Cenni storici

Nel 1672

l merletto giunge a Gorizia grazie all’insediamento in città di un convento fondato da Suore Orsoline. Il merito dell’introduzione del merletto venne dato alla Fondatrice Madre Catherina Lambertina de Pauli Stravius (1633-1693) originaria di Liegi. Nel contempo anche Idrija vede fiorire la lavorazione di manufatti di pizzo.

 

Nel 1700

Nel 700 i merletti ad ago affiancavano i merletti a fuselli rendendo la produzione ricca e diversificata. Quelli ad ago traevano ispirazione dai merletti veneziani mentre quelli a fuselli presentavano influssi boemi.

Nel 1876

Durante il XIX secolo ci furono svariate esposizioni che portarono notorietà non solo al merletto di Gorizia ma anche ai merletti di Idrija.

Il governo viennese, venuto a conoscenza di questa realtà, decise nel 1876 di aprire a Idrija una scuola di merletto, che portò in seguito all’attivazione di altre scuole in diverse località dell’Impero.

Tutti questi corsi dipendevano dalla scuola centrale dei merletti di Vienna fondata nel 1879 e legata a sua volta dal 1903 alla Wiener Werkstätte.

 

Nel 1902

A seguito della rivoluzione industriale, a tutela delle realtà artigianali considerate all’ epoca piccole industrie, nel 1902, su iniziativa della locale Camera di Commercio, sorge l’Istituto per il promovimento delle industrie. Tale Istituto curava il coordinamento delle sedi didattiche a livello locale.

Con l’annessione di Gorizia al Regno d’ Italia i Corsi di merletto restano senza il coordinamento della Scuola centrale di Vienna.

 

Nel 1924

Nel 1924 fu istituita quindi l’amministrazione dei Regi Corsi Merletti in Gorizia che coordinava l’attività didattica e gestiva la parte commerciale anche estera vedendo il merletto goriziano impegnato in numerose esposizioni sia nazionali che internazionali.

 

Nel 1946

A seguito del secondo conflitto mondiale, con il cambiamento dei confini, tutto il territorio, in cui avevano sede le scuole di insegnamento, resta oltre confine. Quando Gorizia nel 1946 rimase con la sola sede amministrativa vide la necessità di aprire la prima sede didattica statale, che ebbe avvio con a.s. 1946/47.

A direzione della scuola troviamo Emma Cocevar Malner. In quegli anni la scuola sembra essere rianimata da una nuova spinta che mette in risalto forme e punti originali che le permettono di staccarsi completamente dalle realtà limitrofe.
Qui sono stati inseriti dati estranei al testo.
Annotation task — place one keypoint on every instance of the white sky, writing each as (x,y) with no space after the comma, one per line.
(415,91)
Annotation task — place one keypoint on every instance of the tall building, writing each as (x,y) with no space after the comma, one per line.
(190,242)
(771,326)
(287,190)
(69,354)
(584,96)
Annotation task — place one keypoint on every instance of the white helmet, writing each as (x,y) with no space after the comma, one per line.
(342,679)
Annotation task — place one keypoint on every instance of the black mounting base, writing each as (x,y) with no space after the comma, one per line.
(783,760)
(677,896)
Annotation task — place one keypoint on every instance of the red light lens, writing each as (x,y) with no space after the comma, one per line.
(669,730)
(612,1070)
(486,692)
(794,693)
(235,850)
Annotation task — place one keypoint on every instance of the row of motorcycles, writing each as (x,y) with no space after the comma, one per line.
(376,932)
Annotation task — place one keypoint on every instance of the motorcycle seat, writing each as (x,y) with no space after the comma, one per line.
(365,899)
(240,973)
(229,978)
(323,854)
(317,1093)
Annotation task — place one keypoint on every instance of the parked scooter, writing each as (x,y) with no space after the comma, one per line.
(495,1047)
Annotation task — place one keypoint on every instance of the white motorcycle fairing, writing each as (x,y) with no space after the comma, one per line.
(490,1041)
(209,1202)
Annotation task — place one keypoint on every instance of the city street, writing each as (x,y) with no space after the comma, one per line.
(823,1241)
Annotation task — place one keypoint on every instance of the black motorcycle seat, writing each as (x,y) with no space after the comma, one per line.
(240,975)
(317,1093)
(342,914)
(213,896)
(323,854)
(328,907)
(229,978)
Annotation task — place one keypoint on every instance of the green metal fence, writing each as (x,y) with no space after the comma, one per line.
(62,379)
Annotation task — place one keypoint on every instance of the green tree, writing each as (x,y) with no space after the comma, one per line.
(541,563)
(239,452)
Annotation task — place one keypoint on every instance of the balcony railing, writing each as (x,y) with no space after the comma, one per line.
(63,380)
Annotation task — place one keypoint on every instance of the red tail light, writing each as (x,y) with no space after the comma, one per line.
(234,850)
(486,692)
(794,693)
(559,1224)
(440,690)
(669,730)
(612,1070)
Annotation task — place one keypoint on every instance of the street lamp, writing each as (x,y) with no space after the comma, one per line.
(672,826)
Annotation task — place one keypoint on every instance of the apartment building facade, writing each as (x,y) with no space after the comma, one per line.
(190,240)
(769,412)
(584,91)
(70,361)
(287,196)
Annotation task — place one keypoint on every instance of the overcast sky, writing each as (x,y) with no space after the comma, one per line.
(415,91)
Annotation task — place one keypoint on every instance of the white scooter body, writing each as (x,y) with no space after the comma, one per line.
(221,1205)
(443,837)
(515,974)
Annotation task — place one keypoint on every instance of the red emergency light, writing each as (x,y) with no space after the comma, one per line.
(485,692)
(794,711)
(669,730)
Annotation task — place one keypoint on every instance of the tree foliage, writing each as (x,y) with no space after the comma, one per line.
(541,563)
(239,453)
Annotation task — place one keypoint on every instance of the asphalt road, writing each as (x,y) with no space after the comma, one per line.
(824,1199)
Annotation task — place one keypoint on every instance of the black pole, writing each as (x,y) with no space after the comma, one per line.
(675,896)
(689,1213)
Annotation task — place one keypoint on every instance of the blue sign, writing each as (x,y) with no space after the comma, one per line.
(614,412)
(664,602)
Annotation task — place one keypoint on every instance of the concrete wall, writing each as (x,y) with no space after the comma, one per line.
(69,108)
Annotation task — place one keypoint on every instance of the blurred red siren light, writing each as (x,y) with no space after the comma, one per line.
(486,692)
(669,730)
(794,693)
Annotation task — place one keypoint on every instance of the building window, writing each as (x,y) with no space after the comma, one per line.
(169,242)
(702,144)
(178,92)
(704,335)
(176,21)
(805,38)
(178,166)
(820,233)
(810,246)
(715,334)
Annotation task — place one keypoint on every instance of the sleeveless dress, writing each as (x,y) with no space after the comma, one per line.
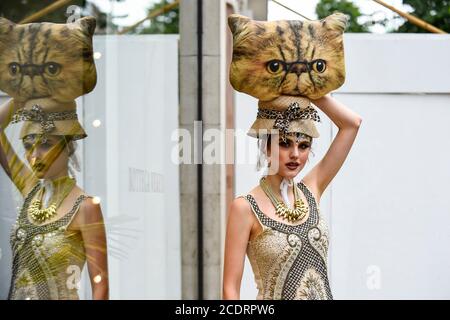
(47,259)
(290,262)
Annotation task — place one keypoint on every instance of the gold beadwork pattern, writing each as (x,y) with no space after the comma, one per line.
(290,261)
(42,255)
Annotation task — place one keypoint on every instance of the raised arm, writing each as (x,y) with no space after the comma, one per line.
(14,167)
(348,123)
(239,226)
(93,231)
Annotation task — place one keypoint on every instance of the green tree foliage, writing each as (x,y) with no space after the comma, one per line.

La sua attività instancabile la portò ad ideare un nuovo punto chiamato Gorizia che rese il merletto “nuovo, leggerissimo, etereo”.

Nel 1979

In pochi anni la scuola apre nuove sedi e nel 1979 passa alle dipendenze della Regione Autonoma Friuli-Venezia Giulia.

Nel 2008

Dal 2008 il merletto Goriziano è promosso e tutelato anche attraverso un marchio denominato “Merletto Goriziano – SCM-FVG”. Il marchio può essere concesso per merletti a fuselli, realizzati a mano che rispecchiano criteri di accuratezza, precisione, regolarità ed uniformità della lavorazione.

Nel 2013

Dal 2013 la scuola è gestita dalla “Fondazione Scuola Merletti di Gorizia”, fondata dalla Regione Autonoma Friuli-Venezia Giulia assieme alla Provincia di Gorizia, Comune di Gorizia, Camera di Commercio di Gorizia, cui si è unita la Fondazione Cassa di Risparmio di Gorizia. La Fondazione ha lo scopo di proseguire l’attività didattica, di valorizzare la scuola e di divulgare la tradizione del merletto.

Nel 2016

Sempre per volere della Presidenza e del Consiglio di amministrazione nel 2016 è stato inaugurato uno show room dove sono esposti i manufatti e le creazioni, frutto delle competenze acquisite negli anni, di insegnanti ed allieve. Sono esposti gli articoli migliori divisi per tipologia: incassi, centrini, collier, bracciali, anelli e orecchini interamente fatti con la tecnica del tombolo a fuselli. Lo show room ha permesso alla scuola di avere una visibilità nazionale ed internazionale incontrando il gusto non solo di chi già è conoscitore ed intenditore del merletto, ma anche di quella parte di potenziale clientela che ancora non è a conoscenza di questa eccellenza locale.